Lesson 15: Tangible Data Merging

Lesson 15: Tangible Data Merging

Objective

You will learn how to merge two data sets and ask statistical questions about the merged data.

Vocabulary

merge

Essential Concepts

Lesson 15 Essential Concepts

You can enhance the context of a statistical problem by merging related data sets together. To merge data, each data set must have a "unique identifier" that tells you how to match up the lines of the data.

Lesson

  1. In this lesson you are going to examine the research question "Does the Personality Color test really work?" To answer this, you will examine whether the different color groups actually differ on particular beliefs or attitudes, or if these differences might just be due to chance. You are going to use the Stress/Chill data to see if there is evidence that the "colors" actually differ.

  2. Go back to the Stress/Chill Campaign Guidelines and refamiliarize yourself with the variables in the campaign. For the Personality Color survey, the variables are: birth gender, predominant color, secondary color, orange score, green score, gold score, blue score, zodiac sign, sports involvement.

  3. In your IDS Journal, write at least 4 statistical questions of interest that involve variables in both the Stress/Chill campaign AND the Personality Color survey. Here's an example: Do people whose predominant color is Gold tend to stress more than people whose predominant color is Blue?

  4. For the next activity, click on the document name to download a fillable copy of the Tangible Data Merging document (LMR_2.14). Use a different color of paper for each of the two data sets. For example, Data set 1 could be on plain white paper and Data set 2 could be on blue paper. Cut the paper by creating horizontal strips of each observation of data.

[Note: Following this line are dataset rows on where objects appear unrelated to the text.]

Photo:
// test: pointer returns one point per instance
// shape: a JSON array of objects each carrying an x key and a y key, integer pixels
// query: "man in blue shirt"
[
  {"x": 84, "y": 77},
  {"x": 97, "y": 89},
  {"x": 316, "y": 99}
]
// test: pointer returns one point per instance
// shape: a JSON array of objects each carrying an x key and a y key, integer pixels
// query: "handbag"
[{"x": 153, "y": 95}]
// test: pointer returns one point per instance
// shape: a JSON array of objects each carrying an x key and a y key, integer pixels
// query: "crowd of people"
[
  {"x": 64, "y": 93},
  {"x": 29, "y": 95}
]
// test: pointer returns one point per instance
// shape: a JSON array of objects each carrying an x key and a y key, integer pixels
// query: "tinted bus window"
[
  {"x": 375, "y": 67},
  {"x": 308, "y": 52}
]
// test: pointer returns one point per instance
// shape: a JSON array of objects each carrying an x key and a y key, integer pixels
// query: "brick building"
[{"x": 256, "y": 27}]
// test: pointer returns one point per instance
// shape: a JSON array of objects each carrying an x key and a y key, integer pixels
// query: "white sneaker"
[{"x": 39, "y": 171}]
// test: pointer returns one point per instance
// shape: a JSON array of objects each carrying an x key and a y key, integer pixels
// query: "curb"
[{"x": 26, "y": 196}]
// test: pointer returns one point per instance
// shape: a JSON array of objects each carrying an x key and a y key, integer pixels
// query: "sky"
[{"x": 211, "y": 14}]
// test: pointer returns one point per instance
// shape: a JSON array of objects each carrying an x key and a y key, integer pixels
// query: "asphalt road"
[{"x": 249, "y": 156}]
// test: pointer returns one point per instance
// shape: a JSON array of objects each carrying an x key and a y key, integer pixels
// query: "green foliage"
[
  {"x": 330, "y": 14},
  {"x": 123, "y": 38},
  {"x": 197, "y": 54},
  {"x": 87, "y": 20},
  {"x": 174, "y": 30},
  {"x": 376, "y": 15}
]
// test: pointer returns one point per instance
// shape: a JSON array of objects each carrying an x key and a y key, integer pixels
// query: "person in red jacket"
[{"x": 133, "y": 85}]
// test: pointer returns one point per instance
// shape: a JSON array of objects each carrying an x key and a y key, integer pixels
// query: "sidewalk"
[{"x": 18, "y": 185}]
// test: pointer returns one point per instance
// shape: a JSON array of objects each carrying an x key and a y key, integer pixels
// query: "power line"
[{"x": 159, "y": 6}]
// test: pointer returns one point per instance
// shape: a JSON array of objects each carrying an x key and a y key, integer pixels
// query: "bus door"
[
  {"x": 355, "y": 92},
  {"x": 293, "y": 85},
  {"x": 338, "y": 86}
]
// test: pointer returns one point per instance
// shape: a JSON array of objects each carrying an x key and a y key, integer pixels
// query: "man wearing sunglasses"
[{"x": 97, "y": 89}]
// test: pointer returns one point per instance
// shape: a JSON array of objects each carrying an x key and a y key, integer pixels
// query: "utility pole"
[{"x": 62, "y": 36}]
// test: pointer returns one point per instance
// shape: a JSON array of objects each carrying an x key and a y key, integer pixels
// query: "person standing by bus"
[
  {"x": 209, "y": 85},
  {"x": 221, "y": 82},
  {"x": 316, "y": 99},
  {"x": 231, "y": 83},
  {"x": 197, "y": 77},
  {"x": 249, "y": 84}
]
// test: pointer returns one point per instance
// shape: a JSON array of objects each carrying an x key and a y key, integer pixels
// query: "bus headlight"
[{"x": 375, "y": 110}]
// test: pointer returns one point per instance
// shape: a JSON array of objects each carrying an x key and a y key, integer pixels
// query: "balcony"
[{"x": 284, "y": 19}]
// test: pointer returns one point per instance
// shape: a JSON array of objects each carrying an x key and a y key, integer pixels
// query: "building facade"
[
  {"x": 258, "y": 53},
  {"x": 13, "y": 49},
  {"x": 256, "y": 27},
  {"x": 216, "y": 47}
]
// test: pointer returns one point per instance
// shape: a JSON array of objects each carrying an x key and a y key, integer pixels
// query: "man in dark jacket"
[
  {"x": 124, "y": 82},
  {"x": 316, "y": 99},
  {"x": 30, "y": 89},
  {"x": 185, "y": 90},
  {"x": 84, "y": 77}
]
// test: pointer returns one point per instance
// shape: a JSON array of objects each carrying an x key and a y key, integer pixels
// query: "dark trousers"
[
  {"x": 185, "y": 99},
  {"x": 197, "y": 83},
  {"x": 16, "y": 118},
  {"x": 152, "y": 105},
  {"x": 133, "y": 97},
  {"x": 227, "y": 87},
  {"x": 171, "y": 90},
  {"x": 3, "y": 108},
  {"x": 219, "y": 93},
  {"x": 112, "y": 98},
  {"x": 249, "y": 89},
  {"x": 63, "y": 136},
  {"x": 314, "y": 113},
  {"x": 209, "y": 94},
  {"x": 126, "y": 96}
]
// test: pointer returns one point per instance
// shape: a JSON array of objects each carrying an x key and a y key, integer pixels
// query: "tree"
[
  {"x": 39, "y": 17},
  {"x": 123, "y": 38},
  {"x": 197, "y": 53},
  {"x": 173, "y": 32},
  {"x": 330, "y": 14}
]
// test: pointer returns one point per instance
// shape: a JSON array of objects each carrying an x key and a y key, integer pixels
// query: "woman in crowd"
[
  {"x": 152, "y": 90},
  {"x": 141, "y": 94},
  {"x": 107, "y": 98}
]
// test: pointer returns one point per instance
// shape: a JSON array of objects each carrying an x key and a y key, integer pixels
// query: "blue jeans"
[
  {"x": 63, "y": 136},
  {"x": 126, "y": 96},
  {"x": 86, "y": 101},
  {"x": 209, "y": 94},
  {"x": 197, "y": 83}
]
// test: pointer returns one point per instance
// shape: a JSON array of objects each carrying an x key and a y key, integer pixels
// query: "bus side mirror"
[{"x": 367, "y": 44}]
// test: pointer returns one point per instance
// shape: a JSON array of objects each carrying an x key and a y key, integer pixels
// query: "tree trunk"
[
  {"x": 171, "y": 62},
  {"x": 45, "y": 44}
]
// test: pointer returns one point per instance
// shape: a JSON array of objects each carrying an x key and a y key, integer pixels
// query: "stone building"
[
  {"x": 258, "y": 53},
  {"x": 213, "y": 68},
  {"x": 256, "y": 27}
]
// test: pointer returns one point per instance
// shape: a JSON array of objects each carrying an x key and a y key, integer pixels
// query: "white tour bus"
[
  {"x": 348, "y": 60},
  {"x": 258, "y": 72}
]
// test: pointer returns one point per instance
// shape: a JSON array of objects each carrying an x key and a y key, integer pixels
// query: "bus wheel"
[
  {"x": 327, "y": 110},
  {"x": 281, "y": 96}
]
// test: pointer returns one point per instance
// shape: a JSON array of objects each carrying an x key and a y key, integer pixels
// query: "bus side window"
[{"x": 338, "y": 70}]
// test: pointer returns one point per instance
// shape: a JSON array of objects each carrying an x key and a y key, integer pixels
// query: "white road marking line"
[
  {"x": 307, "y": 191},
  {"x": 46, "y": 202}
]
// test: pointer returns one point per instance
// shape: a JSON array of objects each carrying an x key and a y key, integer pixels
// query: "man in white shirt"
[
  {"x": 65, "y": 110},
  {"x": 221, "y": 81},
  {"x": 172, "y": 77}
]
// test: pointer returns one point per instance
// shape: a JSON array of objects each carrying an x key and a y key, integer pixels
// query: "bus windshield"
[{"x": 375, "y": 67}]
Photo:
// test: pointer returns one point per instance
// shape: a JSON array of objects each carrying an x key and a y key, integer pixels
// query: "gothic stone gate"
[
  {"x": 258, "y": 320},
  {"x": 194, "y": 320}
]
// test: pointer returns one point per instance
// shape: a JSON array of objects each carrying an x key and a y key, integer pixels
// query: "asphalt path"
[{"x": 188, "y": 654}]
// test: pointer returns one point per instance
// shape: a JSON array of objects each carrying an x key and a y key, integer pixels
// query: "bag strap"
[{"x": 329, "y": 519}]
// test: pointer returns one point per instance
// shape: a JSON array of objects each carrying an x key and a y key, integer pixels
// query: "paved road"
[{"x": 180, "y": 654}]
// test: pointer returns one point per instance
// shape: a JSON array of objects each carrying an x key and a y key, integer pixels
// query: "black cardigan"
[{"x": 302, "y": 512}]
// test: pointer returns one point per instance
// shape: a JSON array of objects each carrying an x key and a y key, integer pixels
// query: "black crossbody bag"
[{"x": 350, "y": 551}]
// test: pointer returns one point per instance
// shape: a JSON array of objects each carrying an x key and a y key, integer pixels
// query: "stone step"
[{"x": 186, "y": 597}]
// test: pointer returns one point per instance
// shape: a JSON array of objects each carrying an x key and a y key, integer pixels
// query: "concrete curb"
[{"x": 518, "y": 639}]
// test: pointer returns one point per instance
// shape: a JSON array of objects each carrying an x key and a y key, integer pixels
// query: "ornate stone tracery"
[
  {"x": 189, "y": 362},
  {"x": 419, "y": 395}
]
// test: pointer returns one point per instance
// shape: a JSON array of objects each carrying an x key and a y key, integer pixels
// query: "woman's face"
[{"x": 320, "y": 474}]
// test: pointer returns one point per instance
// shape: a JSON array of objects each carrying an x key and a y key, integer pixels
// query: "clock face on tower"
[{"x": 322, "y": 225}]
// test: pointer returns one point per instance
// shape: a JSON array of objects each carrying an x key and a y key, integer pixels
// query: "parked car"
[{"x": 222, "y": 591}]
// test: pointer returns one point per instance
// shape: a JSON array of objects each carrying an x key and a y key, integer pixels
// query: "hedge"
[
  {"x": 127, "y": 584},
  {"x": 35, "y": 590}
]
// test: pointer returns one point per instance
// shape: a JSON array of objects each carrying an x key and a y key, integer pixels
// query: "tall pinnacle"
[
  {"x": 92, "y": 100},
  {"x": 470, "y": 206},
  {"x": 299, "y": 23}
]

  5. The data in the Tangible Data Merging document is from 2 different data sets. Explore the data sets.

    What do you notice about both data sets?

  6. Each observation from the data sets in (LMR_2.14) is available in this slide. Click on the link to make a copy of the slide. The observations for dataset 1 are blue and the ones for dataset 2 are yellow. You will be able to move around each blue observation to "match up" or merge with each yellow observation.

  7. As an example, look at the two observations below. Those two observations might want to be merged because it makes sense that a person who is age 21 has probably graduated from high school. Go to your slide and merge each blue observation with a yellow observation.

    Birth Month Zip Code Age ID Number Favorite Movie
    January 90064 21 1742 The Notebook
    Zip Code ID Number Birth Month Siblings Education
    91331 1352 August 2 High School
  8. Notice that making guesses about a person's characteristics is not the best way to match up the data. After answering the questions below, go back to your merged data in your slide and makes changes if necessary.

    1. Which variables are the same in both data sets?

    2. Why are the variables Birth Month or Zip Code not the best way to merge?

    3. Which of the variable in both data sets is unique, meaning that no two people share the same value (e.g., birth month or zip code)?

    Rearrange the data in your slide (if needed).

  9. Answer the following in your IDS Journal:

    Why is it important to have at least one unique identifier (e.g., ID Number) for both data sets?

  10. In the next lab, you will learn to merge data sets using RStudio.

Reflection

What are the essential learnings you are taking away from this lesson?

Homework & Next Day

Collect data for one more day for the Stress/Chill campaign, either through the UCLA IDS UCLA App or via web browser at https://tools.idsucla.org

LAB 2G: Getting it Together

Complete Lab 2G before the Practicum.